Today’s utilities face many threats they didn’t face at the turn of the century. Cyberattacks on utilities jumped 70% in 2023, according to research reported by Reuters. Such dramatic increases in risk go back to 2018, says the International Energy Agency. It calculates that cyberattacks doubled between 2020, when the average number of weekly attacks per organization was 500, and 2022, when that number passed 1,000 hits per week.
To make matters worse, Power Grid International reported that more than a quarter of U.S. utilities have “weak cybersecurity management programs.” Having watched the Aclara staff help utilities recover from cybersecurity breaches, I know firsthand how devastating this can be.
Loss of an AMI system can impact the outage management system, mapping, load management, network operations such as voltage regulation and more. Even billing, which is the primary use for AMI, could be wiped out. As a result, the AMI system can’t send new reads over to the customer information system or a meter data management system, which directly impacts billing and utility revenue.
If you’re using your AMI communications for sensors, you lose visibility into your system. Other scenarios have a more direct impact on your members: If they have been disconnected for non-payment, you can’t reconnect them once payment has been made. These events can unfold without any physical hazard at all.
According to research conducted by IBM, ransomware attacks are one of the leading forms of attack on organizations, second only to malware. When ransomware gets onto a utility server or network, it discovers network devices and encrypts all the files on network machines. The files are still there, and you can see them. You just can’t access or use them.
Many utilities refuse to fund criminal organizations by paying the ransom. They restore their systems instead. This has happened to some of the utilities Aclara works with, and we’ve had instances where we could simply restore systems from a backup the utility had on site. We’ve also had a few cases where we've had to rebuild the systems from the ground up with new hardware and servers, reinstall everything, and treat the event like we were deploying a brand-new system. Which course of action would you rather face after disaster strikes?
If you want to recover a downed system quickly, here are a few best practices you can follow:
Aclara works with many utilities that have large, sophisticated IT departments, and those organizations generally have good, well-tested plans in place. We also work with smaller organizations, and some of them have no backup plan at all. Every utility should ensure they’re taking regular backups of the current system and its configuration and storing that data in a safe location, off the server and offsite.
You can store your backup data on another server, removable media, or even in the cloud. Along with having timely backups, your plan should cover equipment procurement in case of failure. Sometimes, you can quickly purchase equipment off-the-shelf, but in other cases, the equipment requires orders and lead times that can delay arrival. You can also have Aclara manage your system as a hosted solution. When you have a hosting contract, we back up your system, keep it patched and updated, and maintain redundancies within the environment. All of these challenges fall to us.
No matter how you choose to back up your system, you’ll also need to perform walk-through testing of your plan regularly so you know how it operates and verify that it will work for you. One utility we worked with made regular backups, but no one ever tested the backup methodology. Imagine putting all your backups on tape for three years, and when a disaster hits, you can’t use them. That’s what happened to this organization.

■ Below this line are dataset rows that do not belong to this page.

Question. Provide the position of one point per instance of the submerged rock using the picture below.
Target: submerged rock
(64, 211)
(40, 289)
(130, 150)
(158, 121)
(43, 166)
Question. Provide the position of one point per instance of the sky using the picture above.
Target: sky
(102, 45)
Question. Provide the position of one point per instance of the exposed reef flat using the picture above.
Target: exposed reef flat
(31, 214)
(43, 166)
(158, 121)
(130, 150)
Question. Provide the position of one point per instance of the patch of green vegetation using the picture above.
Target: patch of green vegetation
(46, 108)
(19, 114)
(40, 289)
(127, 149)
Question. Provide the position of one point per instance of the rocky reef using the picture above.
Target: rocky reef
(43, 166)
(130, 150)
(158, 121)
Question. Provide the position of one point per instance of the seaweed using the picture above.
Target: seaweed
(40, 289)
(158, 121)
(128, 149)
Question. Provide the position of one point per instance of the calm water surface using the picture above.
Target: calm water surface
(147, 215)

Along with testing your plan, review it regularly – at least once a year. System updates and redesigns take place, and personnel changes occur. Regular reviews ensure the plan remains relevant. If you’re not sure how to test the system or don’t have enough staff to manage the job, Aclara offers services and expertise to help you craft a plan.

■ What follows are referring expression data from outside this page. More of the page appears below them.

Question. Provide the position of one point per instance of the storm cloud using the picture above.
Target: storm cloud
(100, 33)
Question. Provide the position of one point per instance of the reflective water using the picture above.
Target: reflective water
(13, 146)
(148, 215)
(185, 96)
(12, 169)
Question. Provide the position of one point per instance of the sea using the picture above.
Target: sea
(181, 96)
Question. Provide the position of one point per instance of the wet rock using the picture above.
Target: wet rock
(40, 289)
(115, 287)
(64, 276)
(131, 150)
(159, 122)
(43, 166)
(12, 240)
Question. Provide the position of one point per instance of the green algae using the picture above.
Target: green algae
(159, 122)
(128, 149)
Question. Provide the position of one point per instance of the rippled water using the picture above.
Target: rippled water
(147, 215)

For proper disaster recovery, Aclara offers hosting solutions involving geographically redundant systems with processes designed to deliver a two-hour return to operations (RTO.) We perform an annual disaster recovery test that takes the utility’s production system and switches operations to their disaster recovery environment within the RTO. The customer runs off the recovery environment for a week, and then Aclara switches operations back to the production environment. This annual test proves that everything works as it should.
Another best practice is to make sure you’ve taken a backup of your system configuration. That is, ensure you know the configurations you’ve made for the system, the servers, the databases and the interconnections. You want a snapshot of your virtual environments to rebuild all or part of the system. An entire system backup or snapshot can technically eliminate the need for a backup specifically of the database, but we still recommend taking the database backups for redundancy and specific server restoration efforts.

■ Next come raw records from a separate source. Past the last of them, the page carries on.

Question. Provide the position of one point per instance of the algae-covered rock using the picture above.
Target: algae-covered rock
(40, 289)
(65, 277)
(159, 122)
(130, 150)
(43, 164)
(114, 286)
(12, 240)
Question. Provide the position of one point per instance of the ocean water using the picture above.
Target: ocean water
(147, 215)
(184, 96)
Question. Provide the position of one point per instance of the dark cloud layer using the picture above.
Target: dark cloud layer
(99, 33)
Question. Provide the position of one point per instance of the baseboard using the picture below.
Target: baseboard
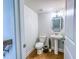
(59, 49)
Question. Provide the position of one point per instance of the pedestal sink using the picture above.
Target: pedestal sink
(56, 37)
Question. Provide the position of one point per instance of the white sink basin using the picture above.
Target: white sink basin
(58, 36)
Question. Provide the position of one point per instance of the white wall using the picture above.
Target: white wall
(31, 28)
(45, 27)
(9, 27)
(70, 30)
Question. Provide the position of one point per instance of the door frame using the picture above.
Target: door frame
(18, 9)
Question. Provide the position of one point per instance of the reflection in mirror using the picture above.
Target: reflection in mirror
(57, 24)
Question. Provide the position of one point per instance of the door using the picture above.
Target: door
(70, 31)
(9, 39)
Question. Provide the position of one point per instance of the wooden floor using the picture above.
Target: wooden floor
(49, 55)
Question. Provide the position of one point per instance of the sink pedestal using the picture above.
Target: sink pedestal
(56, 38)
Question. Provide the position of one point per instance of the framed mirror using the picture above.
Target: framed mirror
(57, 24)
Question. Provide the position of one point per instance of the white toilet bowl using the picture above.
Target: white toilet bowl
(39, 45)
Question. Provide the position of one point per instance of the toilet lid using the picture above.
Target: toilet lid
(39, 44)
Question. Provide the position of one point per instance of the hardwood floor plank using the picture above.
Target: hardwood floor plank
(49, 55)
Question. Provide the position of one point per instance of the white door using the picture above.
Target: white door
(70, 40)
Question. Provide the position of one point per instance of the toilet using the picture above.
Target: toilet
(39, 45)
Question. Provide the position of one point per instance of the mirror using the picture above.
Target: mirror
(57, 24)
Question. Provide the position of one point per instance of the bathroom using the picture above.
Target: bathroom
(38, 22)
(39, 29)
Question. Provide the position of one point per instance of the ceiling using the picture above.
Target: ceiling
(43, 6)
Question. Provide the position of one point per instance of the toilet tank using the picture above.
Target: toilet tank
(42, 39)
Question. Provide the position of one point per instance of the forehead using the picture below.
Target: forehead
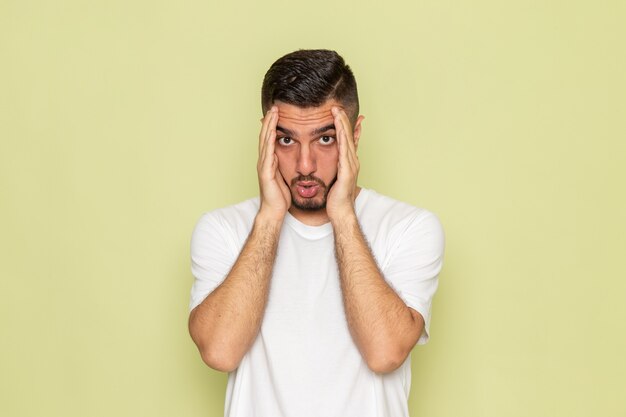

When Aclara sets your system up, backups are part of the configuration. Ask us how they work, where the data is stored and what it will take to restore your system if necessary. Aclara can also work with you to create a disaster recovery program for your utility. With the Aclara team’s knowledge of the systems, we can help you identify what needs to be backed up and validate that your strategy is sound.
The important thing is to be ready, and you need to be ready for bad actors hacking into your system or simple system issues. Among the customers I’ve helped recover from disasters in my 19 years with Aclara, 10% to 20% have suffered some form of ransomware attack, and 50% have experienced some form of hardware failure. Organizations that are ready for these problems can recover very quickly. Isn’t that what you want for your utility, too?